Connectivity: PCIe 3.0 in a Zero Form Factor

The standout connectivity feature is PCIe 3.0 support — typically reserved for significantly larger boards. This opens the Orange Pi Zero 3W to direct NVMe SSD attachment, HATs using high-bandwidth peripherals, and M.2 add-on boards, all at PCIe Gen 3 speeds.

Additional connectivity includes:

- 4K-capable mini HDMI output

- Two USB-C ports — one with DisplayPort 1.4 Alt Mode for secondary display output

- MIPI DSI display connector

- Two MIPI CSI camera connectors

- WiFi 6 and Bluetooth 5.4 with onboard antenna

- 40-pin GPIO header — compatible with existing Pi Zero HATs and accessories

The dual MIPI CSI connectors are notably practical for stereo camera setups, computational photography, or dual-sensor AI vision projects at a price point and size that makes these applications far more accessible.

Who This Board Is For

The Orange Pi Zero 3W is compelling for several distinct user profiles:

Maker projects where physical size constrains the build but the project needs real processing power — wearables, miniaturized robots, space-constrained enclosures.

Edge AI inference where the 3 TOPS NPU and dual camera connectors combine for a compact computer vision node.

Embedded development where the PCIe 3.0 capability, eMMC storage footprint, and dual-core real-time architecture fit industrial design constraints.

Pi Zero users hitting the ceiling on the original hardware who want the same footprint with dramatically more capability.

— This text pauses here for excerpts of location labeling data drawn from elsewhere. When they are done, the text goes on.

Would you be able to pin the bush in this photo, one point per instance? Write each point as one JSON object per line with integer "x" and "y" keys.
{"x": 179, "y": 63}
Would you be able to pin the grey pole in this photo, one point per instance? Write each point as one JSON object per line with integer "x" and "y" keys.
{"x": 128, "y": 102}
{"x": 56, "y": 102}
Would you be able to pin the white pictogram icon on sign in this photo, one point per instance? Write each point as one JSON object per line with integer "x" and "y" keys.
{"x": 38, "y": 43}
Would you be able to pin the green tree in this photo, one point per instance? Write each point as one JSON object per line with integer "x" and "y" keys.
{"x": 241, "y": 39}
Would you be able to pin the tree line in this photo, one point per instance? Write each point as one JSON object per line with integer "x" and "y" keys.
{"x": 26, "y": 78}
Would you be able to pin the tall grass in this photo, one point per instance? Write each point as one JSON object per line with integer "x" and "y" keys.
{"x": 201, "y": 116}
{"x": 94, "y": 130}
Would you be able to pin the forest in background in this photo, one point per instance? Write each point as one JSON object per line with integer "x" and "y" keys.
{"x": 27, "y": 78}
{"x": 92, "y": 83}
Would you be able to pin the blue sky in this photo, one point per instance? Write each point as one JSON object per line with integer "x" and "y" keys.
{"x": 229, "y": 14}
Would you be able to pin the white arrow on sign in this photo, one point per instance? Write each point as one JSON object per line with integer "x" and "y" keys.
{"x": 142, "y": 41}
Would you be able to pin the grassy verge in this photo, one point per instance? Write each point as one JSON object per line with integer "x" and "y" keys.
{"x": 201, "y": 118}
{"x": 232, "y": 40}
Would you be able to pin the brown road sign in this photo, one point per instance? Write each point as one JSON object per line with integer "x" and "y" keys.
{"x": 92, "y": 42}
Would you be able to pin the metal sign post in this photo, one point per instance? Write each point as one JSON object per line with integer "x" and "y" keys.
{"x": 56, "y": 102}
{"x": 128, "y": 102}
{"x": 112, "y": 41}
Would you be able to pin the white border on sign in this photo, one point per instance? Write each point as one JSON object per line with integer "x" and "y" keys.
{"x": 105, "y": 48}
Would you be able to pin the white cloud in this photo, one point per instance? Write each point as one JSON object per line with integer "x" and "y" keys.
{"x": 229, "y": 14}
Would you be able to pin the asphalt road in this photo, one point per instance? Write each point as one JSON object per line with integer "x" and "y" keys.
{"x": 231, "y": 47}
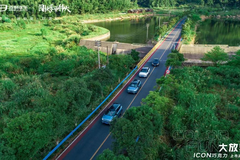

Weighing just 14 grams and fitting in the palm of a hand, the Orange Pi Zero 3W packs a specification sheet that single-board computer enthusiasts could only have dreamed about in a sub-65mm form factor a few years ago. It is available on Amazon starting at the 4GB LPDDR5 configuration, with the 16GB variant offering the full capability ceiling for the most demanding projects.